Her fingers burned as though she’d grabbed a handful of hot coals, but Harper mentally added it to the list of physical suckitude and kept working the knot. It came free all at once and the halter fell away to the ground.
The colt snorted and turned, making for the fence. Harper looked at the gate, saw the thick, intricately woven silver chain on it, and past it the mass of people slowly containing the fire as Samir played director from the porch. Seeing all that, she quickly went over to the unicorn. The fence hadn’t stopped her from going under and the unicorn was pretty small, so she had vague hope she could lift the wires or lift him over.
The barbed wire was looped to fence posts and looked standard feed-store issue, but had a small modification as she examined it more closely. More of the silver wire was braided through it. Her burning hands didn’t want to grab it again, but she was this fucking close to freedom and wasn’t about to let acidic pain stop her now. Harper reached for the bottom strand.
The unicorn jumped the fence, popping into the air as though he had wings and landing on the other side in a tiny puff of snow. He looked back at her with another snort as though to ask what she was doing still in there.
“You’re welcome,” she muttered. Then she was fox again, slipping her body under the fence.
“No! Stop them!” A terrible shout rang across the open field as Harper charged through the snow after the colt. Her luck had run out.
The colt ran across the top of the snow like an elf straight out of Lord of the Rings. Harper floundered along behind him in the deepening snow, struggling to get to the trees. We make it out of this, I’m naming you Legolas, she silently told the baby unicorn.
A wolf charged her from the right, barreling through the snow. She barked warning at the unicorn, mentally willing him to keep going, to get to the trees. He was a lot faster than she. If she saved him plus stuck it to Samir in doing so, it was all worth it.

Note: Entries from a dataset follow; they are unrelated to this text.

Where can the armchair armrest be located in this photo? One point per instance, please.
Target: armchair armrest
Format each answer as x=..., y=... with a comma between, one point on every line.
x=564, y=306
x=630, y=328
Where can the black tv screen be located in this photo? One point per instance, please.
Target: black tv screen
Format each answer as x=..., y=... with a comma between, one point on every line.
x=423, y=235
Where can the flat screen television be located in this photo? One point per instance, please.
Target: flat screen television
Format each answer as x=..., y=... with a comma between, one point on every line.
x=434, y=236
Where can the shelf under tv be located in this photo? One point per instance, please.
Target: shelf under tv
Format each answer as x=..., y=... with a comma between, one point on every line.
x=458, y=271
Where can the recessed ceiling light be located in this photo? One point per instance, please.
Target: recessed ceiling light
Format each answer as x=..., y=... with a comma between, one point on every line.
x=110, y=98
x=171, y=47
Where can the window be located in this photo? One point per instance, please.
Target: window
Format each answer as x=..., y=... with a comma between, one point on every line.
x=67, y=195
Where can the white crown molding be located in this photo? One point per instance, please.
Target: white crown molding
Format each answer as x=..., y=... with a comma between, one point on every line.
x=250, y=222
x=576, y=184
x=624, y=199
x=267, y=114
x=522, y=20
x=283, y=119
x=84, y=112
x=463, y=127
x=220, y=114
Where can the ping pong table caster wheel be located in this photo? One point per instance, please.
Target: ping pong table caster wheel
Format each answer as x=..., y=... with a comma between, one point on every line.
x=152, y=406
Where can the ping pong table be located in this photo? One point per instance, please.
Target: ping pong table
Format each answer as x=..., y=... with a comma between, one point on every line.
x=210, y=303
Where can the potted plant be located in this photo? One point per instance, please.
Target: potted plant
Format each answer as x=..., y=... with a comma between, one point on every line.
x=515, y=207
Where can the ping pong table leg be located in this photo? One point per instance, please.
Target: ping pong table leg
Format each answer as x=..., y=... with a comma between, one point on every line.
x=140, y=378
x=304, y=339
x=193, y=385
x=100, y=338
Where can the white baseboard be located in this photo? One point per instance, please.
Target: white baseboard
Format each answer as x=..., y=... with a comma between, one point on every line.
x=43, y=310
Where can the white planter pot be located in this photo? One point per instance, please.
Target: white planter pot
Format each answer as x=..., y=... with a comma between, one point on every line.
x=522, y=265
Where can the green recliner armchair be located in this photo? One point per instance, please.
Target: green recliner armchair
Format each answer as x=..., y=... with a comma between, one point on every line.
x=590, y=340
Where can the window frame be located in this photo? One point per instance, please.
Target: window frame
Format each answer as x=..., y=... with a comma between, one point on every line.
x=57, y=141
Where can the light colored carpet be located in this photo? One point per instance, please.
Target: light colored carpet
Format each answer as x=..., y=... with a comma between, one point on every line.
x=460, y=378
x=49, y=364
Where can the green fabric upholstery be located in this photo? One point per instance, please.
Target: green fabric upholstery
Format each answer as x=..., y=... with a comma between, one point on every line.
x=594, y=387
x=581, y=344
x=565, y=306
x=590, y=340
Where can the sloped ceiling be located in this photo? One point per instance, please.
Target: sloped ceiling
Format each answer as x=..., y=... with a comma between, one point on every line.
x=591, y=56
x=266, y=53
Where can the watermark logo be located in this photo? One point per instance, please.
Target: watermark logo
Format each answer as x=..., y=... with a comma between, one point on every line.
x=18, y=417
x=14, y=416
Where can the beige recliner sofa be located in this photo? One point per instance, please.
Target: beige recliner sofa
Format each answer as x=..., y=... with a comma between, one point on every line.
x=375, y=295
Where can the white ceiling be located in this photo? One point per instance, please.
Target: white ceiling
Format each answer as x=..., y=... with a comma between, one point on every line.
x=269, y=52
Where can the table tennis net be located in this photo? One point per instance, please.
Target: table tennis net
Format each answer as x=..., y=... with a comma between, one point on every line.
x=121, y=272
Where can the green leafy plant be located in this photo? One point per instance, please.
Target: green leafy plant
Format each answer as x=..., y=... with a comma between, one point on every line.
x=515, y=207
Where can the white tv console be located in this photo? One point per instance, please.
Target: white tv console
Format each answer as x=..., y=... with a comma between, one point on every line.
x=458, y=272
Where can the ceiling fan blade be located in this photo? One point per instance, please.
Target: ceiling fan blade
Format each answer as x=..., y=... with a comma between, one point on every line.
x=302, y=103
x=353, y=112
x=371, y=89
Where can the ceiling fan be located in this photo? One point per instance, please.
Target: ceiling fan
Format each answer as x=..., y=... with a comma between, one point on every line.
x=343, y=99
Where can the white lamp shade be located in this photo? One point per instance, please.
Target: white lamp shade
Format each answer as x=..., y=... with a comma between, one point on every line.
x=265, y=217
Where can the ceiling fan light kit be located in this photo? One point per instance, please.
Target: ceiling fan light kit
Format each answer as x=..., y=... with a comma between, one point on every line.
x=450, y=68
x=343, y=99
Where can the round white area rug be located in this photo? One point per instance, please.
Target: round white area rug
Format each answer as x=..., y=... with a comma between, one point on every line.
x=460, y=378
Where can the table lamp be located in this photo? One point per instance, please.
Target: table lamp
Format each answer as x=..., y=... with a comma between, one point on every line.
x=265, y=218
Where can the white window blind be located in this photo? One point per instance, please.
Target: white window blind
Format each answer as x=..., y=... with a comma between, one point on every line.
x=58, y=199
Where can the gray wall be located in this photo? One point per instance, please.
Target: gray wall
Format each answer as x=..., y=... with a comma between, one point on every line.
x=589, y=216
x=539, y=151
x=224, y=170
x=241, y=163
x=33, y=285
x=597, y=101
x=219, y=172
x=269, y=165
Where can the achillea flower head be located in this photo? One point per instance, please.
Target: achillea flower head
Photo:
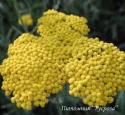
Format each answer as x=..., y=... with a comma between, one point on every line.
x=54, y=23
x=96, y=72
x=26, y=19
x=30, y=73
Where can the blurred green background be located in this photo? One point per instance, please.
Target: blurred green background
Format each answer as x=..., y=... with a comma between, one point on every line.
x=106, y=20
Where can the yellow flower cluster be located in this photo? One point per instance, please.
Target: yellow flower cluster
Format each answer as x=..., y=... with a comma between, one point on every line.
x=54, y=23
x=30, y=73
x=98, y=72
x=38, y=66
x=26, y=20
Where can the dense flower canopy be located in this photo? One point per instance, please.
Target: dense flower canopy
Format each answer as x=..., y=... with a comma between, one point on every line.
x=38, y=66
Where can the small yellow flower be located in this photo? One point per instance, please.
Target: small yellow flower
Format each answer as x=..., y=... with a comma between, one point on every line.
x=26, y=20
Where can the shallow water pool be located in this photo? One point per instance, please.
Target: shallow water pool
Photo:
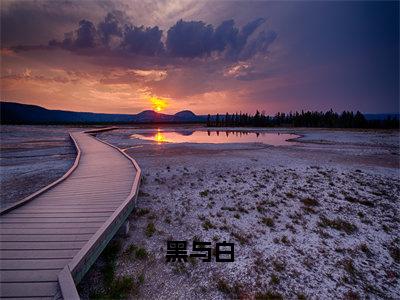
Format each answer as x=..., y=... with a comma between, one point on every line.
x=216, y=137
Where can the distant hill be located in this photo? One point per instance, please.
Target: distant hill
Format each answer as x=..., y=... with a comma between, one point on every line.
x=16, y=113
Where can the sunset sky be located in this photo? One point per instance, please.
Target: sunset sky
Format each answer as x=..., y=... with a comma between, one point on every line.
x=208, y=57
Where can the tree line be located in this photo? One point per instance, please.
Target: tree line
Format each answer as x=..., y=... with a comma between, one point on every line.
x=329, y=119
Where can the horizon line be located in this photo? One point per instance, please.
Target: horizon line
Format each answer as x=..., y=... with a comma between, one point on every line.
x=222, y=114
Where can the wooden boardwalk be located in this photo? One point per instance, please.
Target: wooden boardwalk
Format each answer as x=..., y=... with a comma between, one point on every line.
x=49, y=241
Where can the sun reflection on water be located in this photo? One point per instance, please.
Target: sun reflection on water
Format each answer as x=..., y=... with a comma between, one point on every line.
x=160, y=137
x=201, y=136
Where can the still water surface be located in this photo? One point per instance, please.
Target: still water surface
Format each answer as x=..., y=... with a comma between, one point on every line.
x=217, y=137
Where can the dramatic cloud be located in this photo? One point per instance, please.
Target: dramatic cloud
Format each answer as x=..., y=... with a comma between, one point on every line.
x=109, y=28
x=185, y=39
x=144, y=41
x=208, y=56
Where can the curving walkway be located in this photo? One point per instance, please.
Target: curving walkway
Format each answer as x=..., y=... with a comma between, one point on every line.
x=50, y=240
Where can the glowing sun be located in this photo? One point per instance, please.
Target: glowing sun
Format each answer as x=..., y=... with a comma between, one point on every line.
x=158, y=104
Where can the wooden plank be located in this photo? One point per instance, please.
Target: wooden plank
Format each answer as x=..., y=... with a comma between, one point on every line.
x=45, y=238
x=59, y=214
x=37, y=254
x=48, y=226
x=33, y=264
x=63, y=210
x=39, y=239
x=49, y=231
x=30, y=245
x=37, y=289
x=54, y=220
x=29, y=275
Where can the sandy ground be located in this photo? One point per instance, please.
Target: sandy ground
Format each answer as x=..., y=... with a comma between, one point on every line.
x=315, y=220
x=31, y=158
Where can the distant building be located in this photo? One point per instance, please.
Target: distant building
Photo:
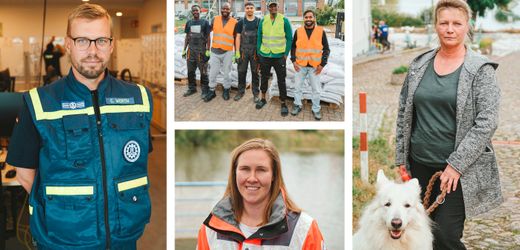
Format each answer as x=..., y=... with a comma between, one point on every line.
x=290, y=7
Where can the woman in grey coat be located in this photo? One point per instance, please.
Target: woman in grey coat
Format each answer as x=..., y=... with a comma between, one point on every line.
x=448, y=113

The first bullet zipped over her head close enough she felt as much as heard it miss her. The second hit her in the ass, tumbling her forward. Then the wolf was on her. Harper snapped at him, catching his foreleg, but got only a mouthful of fur. His jaws closed on her back, tearing white-hot gashes across her barely healed flank. She was big for a fox, but he was huge for a wolf. His powerful jaws lifted her right out of the snow and he shook her like a rat.
Her last thought as snow and sunlight turned to pain and darkness was that she should have been born a tiger.
Breakfast was in the same room where we’d had dinner. Apples, bananas, bacon, hard-boiled eggs, and Old Fashioned donuts were piled on the table this time. From the depleted platter of bacon, it looked like everyone else had gotten a head start on me.
I was relieved to see Kira and her crew. If they were still here, hopefully it meant they would help.
The other person at the table surprised me. He was a Hispanic male in his mid-thirties, with short brown hair and deceptively sleepy brown eyes. His suit was different from the last one I’d seen Agent Salazar wearing, but it had the same kind of understated tailored cut. I’d last seen him in Wylde, after walking naked out of a fire that had destroyed my game store.
“Salazar,” I said, taking a seat next across from him. “We meet again.”
He was seated where I had been the night before, next to the twins. Kira had the head of the table again. I glanced at Jaq as I sat, nodding a greeting.
“The Archivist told you I was coming?” he said. “You don’t seem surprised.”
“He didn’t,” I said, grabbing a donut and an egg. “But you being a special agent of some unspecified secret agency, combined with us needing information about a secret government prison, I just can’t find it in me to feel shock right now.” Which was true. I’d been surprised for about half a second seeing him there, but logic had quickly draw the lines for me.
“I hear you want to break into Custer,” he said. “Because you haven’t done enough crazy shit.”
“I need to talk to one of the inmates,” I said, unsure how much Noah had filled him in. “It could be the key to defeating Samir.” I knew I was overstating things. I had no idea what would happen when I met my father for real. I don’t always make life-or-death decisions that impact everyone I love, but when I do, I go off vague ancestral vision memory thingies.
“Don’t hurt yourself with the convincing,” Alma said. She and her twin giggled.
I glared at them, glad my twins didn’t giggle at least, though their smart-ass qualities seemed similar enough to put on a real cage match against each other.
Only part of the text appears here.